As energy issues gain prominence, the technology of regulating thermal radiation through phase change materials has garnered significant attention. However, fabrication challenges and monofunctionality plague the current technologies. So, we suggest a three-layer thin-film metasurface structure made of the phase-change material Ge₂Sb₂Te₅(GST) and the metals Ge and Ag. This structure can change the emissivity in both directions at the atmospheric window and has excellent "thermal switching" properties for both releasing and keeping heat. We experimentally demonstrate that the structure can realize the radiative cooling and infrared thermal camouflage functions in the amorphous and crystalline states. In the amorphous phase, the device has an average emissivity of 0.081 in the mid-infrared band (3–5 µm) and 0.083 in the long-wave infrared band (8–13 µm).

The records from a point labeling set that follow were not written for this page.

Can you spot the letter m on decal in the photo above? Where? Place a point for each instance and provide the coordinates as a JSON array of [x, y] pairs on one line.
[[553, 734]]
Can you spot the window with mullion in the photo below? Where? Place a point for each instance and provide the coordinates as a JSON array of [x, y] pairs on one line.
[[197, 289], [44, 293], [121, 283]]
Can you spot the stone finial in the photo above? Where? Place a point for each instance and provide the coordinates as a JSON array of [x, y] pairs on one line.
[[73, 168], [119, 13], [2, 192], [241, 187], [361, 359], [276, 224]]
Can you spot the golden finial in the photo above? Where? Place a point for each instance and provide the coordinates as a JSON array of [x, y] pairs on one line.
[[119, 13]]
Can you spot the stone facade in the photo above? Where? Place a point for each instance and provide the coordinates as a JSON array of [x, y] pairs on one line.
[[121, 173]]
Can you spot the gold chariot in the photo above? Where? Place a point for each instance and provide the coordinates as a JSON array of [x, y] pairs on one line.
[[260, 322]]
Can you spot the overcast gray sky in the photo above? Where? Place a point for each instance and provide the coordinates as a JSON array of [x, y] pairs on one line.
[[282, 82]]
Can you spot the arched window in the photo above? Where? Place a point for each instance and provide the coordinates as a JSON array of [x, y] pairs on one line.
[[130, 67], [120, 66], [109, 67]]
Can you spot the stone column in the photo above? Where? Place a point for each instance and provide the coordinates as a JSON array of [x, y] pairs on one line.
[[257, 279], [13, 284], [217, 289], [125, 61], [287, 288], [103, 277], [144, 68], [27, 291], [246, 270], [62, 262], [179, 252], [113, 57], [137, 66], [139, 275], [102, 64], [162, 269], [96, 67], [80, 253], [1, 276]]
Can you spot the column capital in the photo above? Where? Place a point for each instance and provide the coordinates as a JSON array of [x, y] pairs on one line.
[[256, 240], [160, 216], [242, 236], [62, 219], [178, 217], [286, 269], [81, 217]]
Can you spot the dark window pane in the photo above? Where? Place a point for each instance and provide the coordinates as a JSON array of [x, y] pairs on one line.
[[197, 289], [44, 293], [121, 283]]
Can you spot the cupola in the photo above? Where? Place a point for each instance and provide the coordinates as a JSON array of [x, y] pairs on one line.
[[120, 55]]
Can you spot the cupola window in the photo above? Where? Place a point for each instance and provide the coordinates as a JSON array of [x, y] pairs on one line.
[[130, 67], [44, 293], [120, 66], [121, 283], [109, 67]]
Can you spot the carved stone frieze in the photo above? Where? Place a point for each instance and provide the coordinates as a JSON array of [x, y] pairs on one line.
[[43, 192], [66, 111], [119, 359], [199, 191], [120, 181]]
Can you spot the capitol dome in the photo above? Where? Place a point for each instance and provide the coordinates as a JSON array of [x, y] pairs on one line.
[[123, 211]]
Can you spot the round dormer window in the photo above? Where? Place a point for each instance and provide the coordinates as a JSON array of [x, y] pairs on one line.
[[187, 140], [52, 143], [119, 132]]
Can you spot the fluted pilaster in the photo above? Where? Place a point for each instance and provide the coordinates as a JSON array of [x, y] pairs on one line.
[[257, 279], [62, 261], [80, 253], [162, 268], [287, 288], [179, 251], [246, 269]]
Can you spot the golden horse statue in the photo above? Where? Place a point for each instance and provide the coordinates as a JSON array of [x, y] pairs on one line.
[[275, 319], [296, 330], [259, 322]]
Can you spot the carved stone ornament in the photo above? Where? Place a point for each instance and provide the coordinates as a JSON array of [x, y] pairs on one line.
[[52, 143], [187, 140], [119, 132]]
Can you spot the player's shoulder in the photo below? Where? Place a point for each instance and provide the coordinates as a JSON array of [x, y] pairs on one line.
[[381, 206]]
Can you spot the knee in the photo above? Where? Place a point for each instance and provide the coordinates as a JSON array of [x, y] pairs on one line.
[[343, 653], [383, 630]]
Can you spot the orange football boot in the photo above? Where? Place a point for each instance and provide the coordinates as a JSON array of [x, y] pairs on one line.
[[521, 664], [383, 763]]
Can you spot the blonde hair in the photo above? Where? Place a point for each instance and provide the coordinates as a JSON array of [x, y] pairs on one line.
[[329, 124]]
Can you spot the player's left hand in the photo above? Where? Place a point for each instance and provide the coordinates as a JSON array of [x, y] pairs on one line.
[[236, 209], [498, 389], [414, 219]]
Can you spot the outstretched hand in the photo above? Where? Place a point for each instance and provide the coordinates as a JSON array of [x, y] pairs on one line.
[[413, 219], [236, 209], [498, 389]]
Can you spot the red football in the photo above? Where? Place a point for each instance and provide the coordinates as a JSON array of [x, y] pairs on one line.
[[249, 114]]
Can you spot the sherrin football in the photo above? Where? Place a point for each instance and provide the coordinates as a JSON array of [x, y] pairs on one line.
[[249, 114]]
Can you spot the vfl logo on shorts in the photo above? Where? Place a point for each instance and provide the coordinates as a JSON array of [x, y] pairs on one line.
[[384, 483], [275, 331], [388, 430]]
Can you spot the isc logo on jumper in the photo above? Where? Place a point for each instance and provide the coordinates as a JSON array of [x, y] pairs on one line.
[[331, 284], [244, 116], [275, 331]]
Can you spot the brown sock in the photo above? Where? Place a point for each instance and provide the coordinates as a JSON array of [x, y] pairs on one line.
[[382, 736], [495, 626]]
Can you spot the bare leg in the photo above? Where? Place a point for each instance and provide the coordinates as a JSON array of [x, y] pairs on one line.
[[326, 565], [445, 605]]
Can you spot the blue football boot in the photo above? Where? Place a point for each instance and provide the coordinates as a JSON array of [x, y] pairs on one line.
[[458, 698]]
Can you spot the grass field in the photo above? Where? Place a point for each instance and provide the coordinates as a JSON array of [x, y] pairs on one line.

In the crystalline phase, it has an average emissivity of 0.632 in the mid-infrared band (3–5 µm) and 0.739 in the long-wave infrared band (8–13 µm). The effective medium theory shows that controlling the crystallization fraction can lead to continuous thermal variation that can encrypt information. The structure is a lithography-free thin film structure that exhibits robustness under incident light of different polarization angles and has large-scale and low-cost popularization value. This study provides an innovative approach for thin film structures to modulate thermal radiation for multifunctional applications, which are expected to be applied in the military, building energy efficiency, aerospace, and other fields.